Impactos clínicos no corpo humano
Claudia Barbosa confirma que os agrotóxicos podem causar puberdade precoce. “Existe possibilidade que estes, usados em demasia na região, sejam a causa dos quadros. A incidência de problemas na região é superior do que a mundial dos quadros de puberdade precoce. Claro que é preciso uma pesquisa rigorosa para confirmar”, esclarece. No homem, estudos relacionam a influência dos disruptores endócrinos especialmente na fertilidade: “Sabemos que, se expostos, podem ter diminuição na produção de espermatozoides e mesmo dos hormônios sexuais masculinos.”
Quando a puberdade precoce é detectada, a especialista afirma que o ideal é afastar a criança do agente agressor. “Uma vez desencadeada, além de distanciá-la da substância agressora, temos de fazer um bloqueio daquela puberdade precoce com hormônios”. Por fim, ela destaca que é fundamental a observação clínica. “Temos de ter certeza de que aquele agente é a causa do problema. São necessários exames para ver se não existe outro fator.
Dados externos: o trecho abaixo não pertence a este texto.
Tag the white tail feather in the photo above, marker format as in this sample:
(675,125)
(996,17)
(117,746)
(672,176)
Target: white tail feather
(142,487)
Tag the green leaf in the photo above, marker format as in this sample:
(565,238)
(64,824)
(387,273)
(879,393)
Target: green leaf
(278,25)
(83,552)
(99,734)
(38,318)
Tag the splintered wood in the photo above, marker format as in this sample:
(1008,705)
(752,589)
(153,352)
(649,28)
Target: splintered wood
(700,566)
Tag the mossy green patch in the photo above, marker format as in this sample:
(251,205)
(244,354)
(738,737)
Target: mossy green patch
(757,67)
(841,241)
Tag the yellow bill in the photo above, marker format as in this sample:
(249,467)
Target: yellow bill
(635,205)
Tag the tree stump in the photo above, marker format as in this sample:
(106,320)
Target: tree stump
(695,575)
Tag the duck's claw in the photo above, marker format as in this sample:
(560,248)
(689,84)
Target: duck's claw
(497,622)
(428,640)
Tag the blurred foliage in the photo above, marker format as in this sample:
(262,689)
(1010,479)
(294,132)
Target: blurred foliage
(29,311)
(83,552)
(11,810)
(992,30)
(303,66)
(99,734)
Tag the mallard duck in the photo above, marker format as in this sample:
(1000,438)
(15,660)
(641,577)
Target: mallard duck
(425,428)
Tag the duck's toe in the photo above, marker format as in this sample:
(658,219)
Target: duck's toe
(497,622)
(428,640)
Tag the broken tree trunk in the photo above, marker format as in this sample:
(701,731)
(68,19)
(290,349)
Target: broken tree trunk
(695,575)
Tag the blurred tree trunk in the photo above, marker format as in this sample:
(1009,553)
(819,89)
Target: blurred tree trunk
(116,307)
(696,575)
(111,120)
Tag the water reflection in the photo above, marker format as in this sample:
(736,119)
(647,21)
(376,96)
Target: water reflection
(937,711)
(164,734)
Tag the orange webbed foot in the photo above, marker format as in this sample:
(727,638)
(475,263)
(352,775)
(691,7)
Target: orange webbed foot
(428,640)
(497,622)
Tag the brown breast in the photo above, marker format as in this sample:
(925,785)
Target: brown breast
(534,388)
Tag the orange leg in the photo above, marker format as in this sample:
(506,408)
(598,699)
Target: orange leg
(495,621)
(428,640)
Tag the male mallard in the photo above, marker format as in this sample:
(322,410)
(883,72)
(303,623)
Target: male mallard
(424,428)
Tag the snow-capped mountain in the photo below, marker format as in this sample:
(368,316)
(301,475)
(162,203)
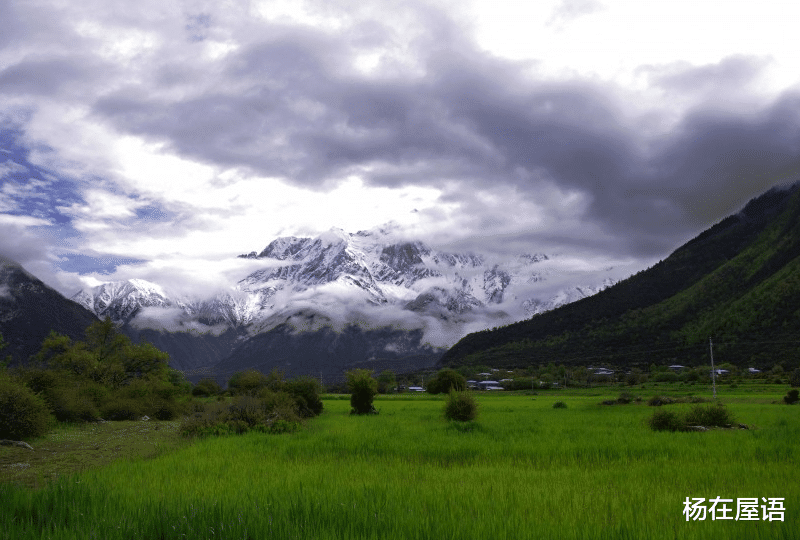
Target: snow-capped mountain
(370,280)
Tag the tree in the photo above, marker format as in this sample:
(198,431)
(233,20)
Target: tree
(248,382)
(446,380)
(362,387)
(23,414)
(306,393)
(461,406)
(206,387)
(386,382)
(794,378)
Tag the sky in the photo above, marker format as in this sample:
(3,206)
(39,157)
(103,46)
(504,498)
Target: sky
(160,139)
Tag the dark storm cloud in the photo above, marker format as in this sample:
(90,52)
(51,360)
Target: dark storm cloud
(296,109)
(730,73)
(569,10)
(42,76)
(290,102)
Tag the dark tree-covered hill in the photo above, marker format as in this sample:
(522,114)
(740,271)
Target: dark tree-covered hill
(738,283)
(29,310)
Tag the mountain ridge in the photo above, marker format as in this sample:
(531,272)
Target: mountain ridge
(741,269)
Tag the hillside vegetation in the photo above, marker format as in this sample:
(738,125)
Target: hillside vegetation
(738,283)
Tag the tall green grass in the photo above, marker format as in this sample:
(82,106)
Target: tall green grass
(523,470)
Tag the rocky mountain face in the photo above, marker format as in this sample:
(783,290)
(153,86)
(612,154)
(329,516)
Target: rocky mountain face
(736,283)
(29,310)
(408,298)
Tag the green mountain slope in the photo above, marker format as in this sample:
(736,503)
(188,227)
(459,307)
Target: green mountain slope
(738,283)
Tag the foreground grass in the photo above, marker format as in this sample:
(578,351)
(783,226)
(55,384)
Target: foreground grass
(523,470)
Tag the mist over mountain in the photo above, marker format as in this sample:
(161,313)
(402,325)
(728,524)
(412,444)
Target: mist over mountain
(29,310)
(736,283)
(374,294)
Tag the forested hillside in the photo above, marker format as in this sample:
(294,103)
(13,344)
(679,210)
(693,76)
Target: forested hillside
(738,283)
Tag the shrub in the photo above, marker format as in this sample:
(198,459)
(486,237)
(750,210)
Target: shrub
(663,420)
(625,398)
(71,405)
(23,414)
(272,412)
(40,380)
(362,389)
(122,409)
(447,380)
(666,376)
(657,401)
(165,410)
(306,391)
(710,415)
(794,378)
(252,381)
(461,406)
(206,387)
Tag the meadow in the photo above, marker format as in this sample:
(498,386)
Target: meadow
(523,469)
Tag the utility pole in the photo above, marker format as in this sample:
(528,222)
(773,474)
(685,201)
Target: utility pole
(713,371)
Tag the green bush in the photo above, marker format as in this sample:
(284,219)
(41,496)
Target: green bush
(272,412)
(40,380)
(165,410)
(657,401)
(461,406)
(23,414)
(663,420)
(206,387)
(122,409)
(709,415)
(446,380)
(248,382)
(362,388)
(306,391)
(70,405)
(665,376)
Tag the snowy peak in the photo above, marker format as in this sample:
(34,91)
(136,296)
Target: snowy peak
(121,300)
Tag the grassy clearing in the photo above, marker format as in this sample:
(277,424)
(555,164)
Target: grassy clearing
(522,470)
(71,449)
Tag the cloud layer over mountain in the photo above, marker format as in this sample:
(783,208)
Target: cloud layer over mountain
(159,139)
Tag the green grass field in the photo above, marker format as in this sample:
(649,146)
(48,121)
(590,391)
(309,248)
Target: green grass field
(522,470)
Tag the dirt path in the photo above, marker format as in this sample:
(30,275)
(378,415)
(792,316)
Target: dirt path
(73,449)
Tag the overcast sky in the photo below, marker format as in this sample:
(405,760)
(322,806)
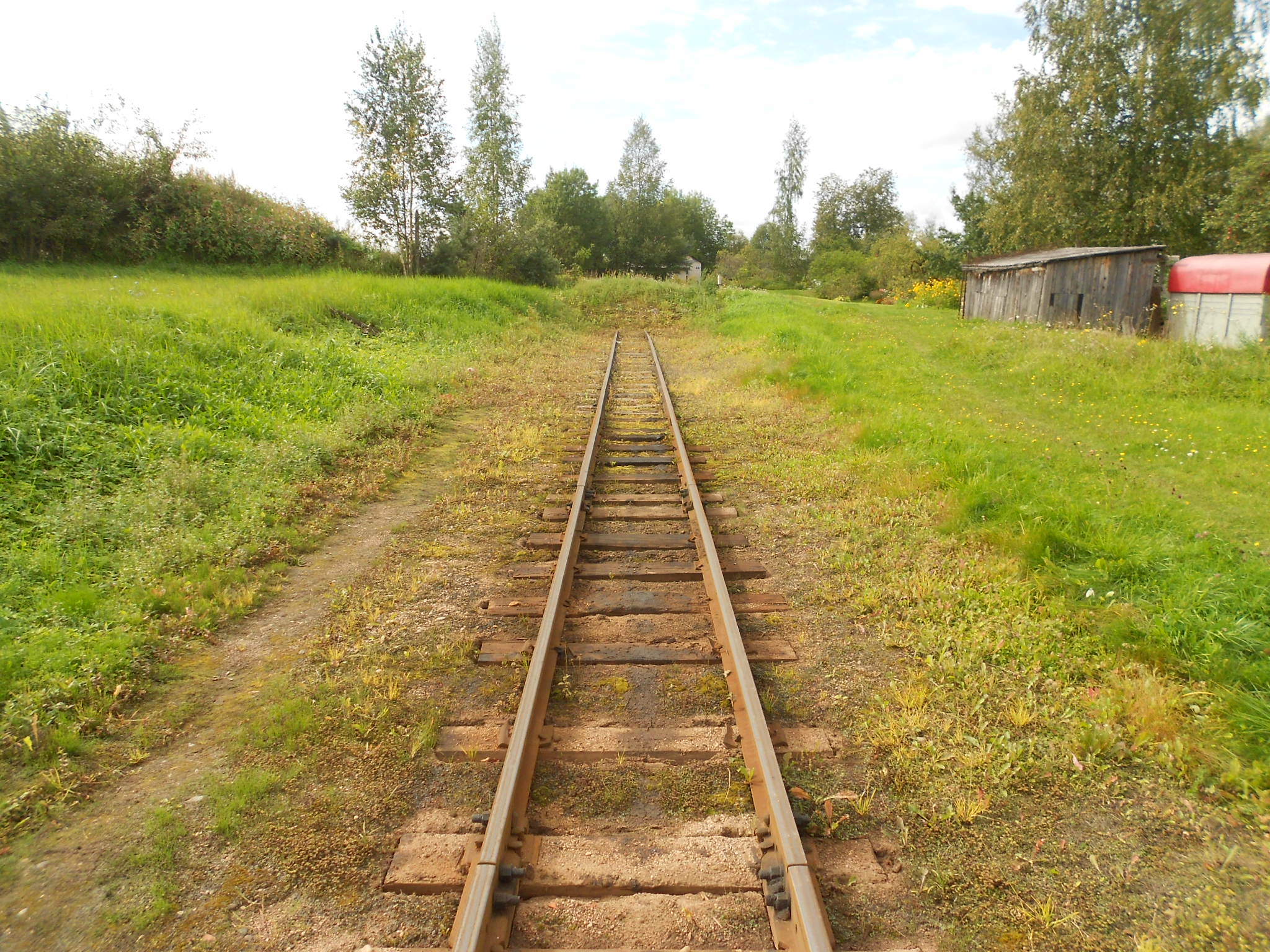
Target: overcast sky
(890,83)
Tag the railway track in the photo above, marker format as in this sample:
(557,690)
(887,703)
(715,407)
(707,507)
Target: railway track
(641,582)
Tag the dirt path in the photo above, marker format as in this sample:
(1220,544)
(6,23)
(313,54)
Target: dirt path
(61,889)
Da ausência de outras causas, supomos que o agrotóxico é o causador do problema.”
PEC do Veneno
No dia 26/06, a comissão especial da Câmara dos Deputados que analisa o Projeto de Lei 6299/02, que trata do registro, fiscalização e controle dos agrotóxicos no país, aprovou o parecer do relator, deputado Luiz Nishimori (PR-PR), por 18 votos a favor e 9 contrários, que flexibiliza o uso de agrotóxicos no país. O projeto ainda tem que ser apreciado pelo plenário da Câmara.
Chamado de PL do Agrotóxico por deputados da oposição e ativistas, o projeto prevê, por exemplo, a alteração do nome “agrotóxicos” para “pesticidas”, o que deve facilitar o registro de produtos cujas fórmulas, em alguns casos, são compostas por substâncias consideradas cancerígenas pelos órgãos reguladores. Antes, a proposta era alterar a nomenclatura para “produto fitossanitário”.
As definições sobre as competências do Ministério da Agricultura (Mapa), Agência Nacional de Vigilância Sanitária (Anvisa) e Instituto Brasileiro do Meio Ambiente e dos Recursos Naturais Renováveis (Ibama) na análise dos produtos também foram alteradas pela proposta de Nishimori. A nova redação diz que os órgãos passam a analisar e, “quando couber”, homologar os pareceres técnicos apresentados nos pleitos de registro.
Entre as polêmicas do texto está a criação da Taxa de Avaliação de Registro, cujo valor arrecadado será destinado ao Fundo Federal Agropecuário. Outro ponto controverso é que o Ibama e a Anvisa continuam responsáveis pelas análises toxicológicas e ecotoxicológicas dos produtos, mas terão a nova atribuição de apresentar uma análise de risco.
Ao apresentar o parecer, o deputado Luiz Nishimori afirmou que não quer “colocar veneno” no prato das pessoas e que o projeto prevê a atuação da Anvisa na proibição do registro de produtos que apresentam risco “inaceitável” à saúde e ao meio ambiente.
Em nota técnica, o Instituto Nacional do Câncer (Inca), órgão do Ministério da Saúde que tem como missão apoiar o desenvolvimento de ações integradas para prevenção e controle do câncer, defendeu que o Marco Legal dos Agrotóxicos (Lei 7.802/1989) não seja alterado e flexibilizado.
“Tal modificação colocará em risco as populações – sejam elas de trabalhadores da agricultura, residentes em áreas rurais ou consumidores de água ou alimentos contaminados, pois acarretará na possível liberação de agrotóxicos responsáveis por causar doenças crônicas extremamente graves e que revelem características mutagênicas e carcinogênicas”, diz o documento.
A Anvisa também condenou a proposta, por acreditar que o projeto não atende a população, que deveria ser o foco da norma. “O PL não contribui com a melhoria, disponibilidade de alimentos mais seguros ou novas tecnologias para o agricultor, e nem mesmo com o fortalecimento do sistema regulatório de agrotóxicos”, diz a agência.